April 19, 2009, 10:16 pm CDT

Birth Mother

Quote From: kdtrep

 

 I am a birth mother and would love a reunion with my son. I have posted all over the internet and support groups, registered with my state and other groups still nothing. I can hardly imagine a mother not wanting contact from her adopted child. I stayed in a Maternity Home in the early 1970's and I remember the thoughts and feelings that we felt while we were there. We all felt pressured to make the decision to do what was right and now years later we are still suffering. I pray that those Mothers have a change of heart.
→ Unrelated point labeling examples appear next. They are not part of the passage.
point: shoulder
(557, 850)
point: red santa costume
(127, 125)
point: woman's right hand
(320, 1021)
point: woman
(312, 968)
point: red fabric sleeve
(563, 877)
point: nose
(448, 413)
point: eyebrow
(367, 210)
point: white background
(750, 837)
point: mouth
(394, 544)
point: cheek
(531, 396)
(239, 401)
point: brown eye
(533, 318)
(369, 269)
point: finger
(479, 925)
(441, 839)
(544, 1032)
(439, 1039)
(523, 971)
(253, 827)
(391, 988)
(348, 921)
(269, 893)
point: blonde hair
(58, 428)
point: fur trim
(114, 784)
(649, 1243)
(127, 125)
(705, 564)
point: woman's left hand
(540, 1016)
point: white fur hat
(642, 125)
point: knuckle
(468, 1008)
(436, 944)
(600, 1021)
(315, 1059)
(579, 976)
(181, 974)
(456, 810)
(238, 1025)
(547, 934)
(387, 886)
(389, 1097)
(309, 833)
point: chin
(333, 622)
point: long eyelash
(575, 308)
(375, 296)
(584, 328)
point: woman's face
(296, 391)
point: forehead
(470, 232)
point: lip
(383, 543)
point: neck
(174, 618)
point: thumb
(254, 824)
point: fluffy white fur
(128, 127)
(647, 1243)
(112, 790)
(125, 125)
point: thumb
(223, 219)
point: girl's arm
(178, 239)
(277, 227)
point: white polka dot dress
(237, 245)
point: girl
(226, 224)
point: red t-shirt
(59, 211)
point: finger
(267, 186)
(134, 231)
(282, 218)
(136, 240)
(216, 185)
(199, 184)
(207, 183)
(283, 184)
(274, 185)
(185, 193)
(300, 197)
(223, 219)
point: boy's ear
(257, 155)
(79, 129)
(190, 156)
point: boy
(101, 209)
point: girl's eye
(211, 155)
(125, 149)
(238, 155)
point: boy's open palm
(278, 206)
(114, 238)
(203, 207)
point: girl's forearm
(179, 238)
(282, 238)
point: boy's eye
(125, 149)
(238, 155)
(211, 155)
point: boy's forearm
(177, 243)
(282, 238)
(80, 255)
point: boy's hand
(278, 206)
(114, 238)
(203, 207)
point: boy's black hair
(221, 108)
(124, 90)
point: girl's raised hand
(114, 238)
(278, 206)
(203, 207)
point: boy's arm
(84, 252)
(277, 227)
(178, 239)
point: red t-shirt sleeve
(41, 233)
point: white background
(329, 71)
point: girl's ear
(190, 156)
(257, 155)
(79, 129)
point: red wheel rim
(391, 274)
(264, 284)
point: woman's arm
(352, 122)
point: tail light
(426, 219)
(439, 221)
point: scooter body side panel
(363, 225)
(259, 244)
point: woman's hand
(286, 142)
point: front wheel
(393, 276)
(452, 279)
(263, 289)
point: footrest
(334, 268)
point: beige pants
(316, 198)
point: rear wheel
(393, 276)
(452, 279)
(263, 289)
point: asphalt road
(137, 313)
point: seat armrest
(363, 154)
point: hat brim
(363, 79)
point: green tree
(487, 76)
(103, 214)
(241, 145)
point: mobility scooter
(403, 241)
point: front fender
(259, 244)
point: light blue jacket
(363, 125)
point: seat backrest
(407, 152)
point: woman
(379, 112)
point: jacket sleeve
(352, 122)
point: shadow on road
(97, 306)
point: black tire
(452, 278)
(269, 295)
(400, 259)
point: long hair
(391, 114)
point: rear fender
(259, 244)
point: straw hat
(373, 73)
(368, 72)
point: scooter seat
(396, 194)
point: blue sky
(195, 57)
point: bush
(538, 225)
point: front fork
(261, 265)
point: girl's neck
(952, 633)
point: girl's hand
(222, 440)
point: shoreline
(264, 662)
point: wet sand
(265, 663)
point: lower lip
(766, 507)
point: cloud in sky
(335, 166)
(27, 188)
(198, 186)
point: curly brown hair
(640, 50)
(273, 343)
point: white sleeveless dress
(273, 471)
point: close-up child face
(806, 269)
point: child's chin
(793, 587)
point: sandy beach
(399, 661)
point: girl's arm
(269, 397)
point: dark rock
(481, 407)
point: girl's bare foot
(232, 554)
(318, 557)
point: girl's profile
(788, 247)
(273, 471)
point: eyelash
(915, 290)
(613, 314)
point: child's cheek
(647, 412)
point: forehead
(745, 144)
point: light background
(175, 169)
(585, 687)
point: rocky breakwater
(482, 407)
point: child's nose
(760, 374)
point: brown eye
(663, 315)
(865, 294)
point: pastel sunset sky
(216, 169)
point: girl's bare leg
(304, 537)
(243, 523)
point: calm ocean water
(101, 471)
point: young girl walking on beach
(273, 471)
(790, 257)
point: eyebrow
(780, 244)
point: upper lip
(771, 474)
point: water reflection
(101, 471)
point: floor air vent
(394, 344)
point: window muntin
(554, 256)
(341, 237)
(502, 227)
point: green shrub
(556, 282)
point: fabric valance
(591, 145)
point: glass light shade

I have written so many letters to almost everyone that can do something to find my baby boy I gave birth to  November 5th 1970. I came from a very abusive family and when I got pregnaut with my son, I thought it best for Christopher to placed for adoption. My parents made sure no one saw me where I lived, put me in a home in St Louis, MO to live with a Dr. and family and watch there children till it was time for me to deliver. Well I manage to stay there till my ninth month and had to come home as I was placed on the third floor of this house and just couldnt walk it everyday and watch the children properly. I called my Dad and told him he had to come and get me or else.  My stepmother didnt help me much and I guess I made their lives pretty miserable.  My Dad retired Navy had medical on me and had to take me to the nearest military base to give birth which was Scott Air force Base,Ill. I guess there was a mix up at the hospital and I was not suppose to see my son, which already started bothering me terribly, laid him in my arms and that was all it took. He was so beautiful and I was able to bond with my babyboy for 3 days. But I had to bring back across the state line to Hazelwood, Mo for adoption procedures. I couldnt go through with it. I wanted my son. But my parents (Father) said if I keep him we would be out on the curb, turning to my grandparents, was told I would be disowned. I couldnt raise my son on the streets. My son needed love and a normal family to be brought up in. They didnt waste any time coming to get my son. He was gone and my heart has been hurting ever since. Yes, a long time has passed but your not the first, I have written so many letters, even when there were no computers. I am praying you can help me find him. I need some closer with my life. Even a picture. I feel all these years was like a part of me died and he did to. Yes, the lose of a child is devistating. I pray for him and love him dearly afterall he is my son. I am not asking for him to response if he doenst want to. Just taking the mystery out of my life. Please Please help me. God bless you my dear son, you need to know the real story. You are so very much loved and missed.
Still Looking and wont give up

Your Biological Mother
CA. :sad:

 
May 2, 2009, 7:48 pm CDT

Big deal

If they show up they show up. Sorry but other than for health history information I don't think knowing you have a family you never knew about is such a big deal. You had no say in the decision when it was made, you were a baby. Big deal. If you got a crappy family that's not good but yours might have been crappier, you will never know. Just live the life you are blessed to have. Work on relationships with the people who love you, not the people you wish loved you, that don't know you. It's sad for them.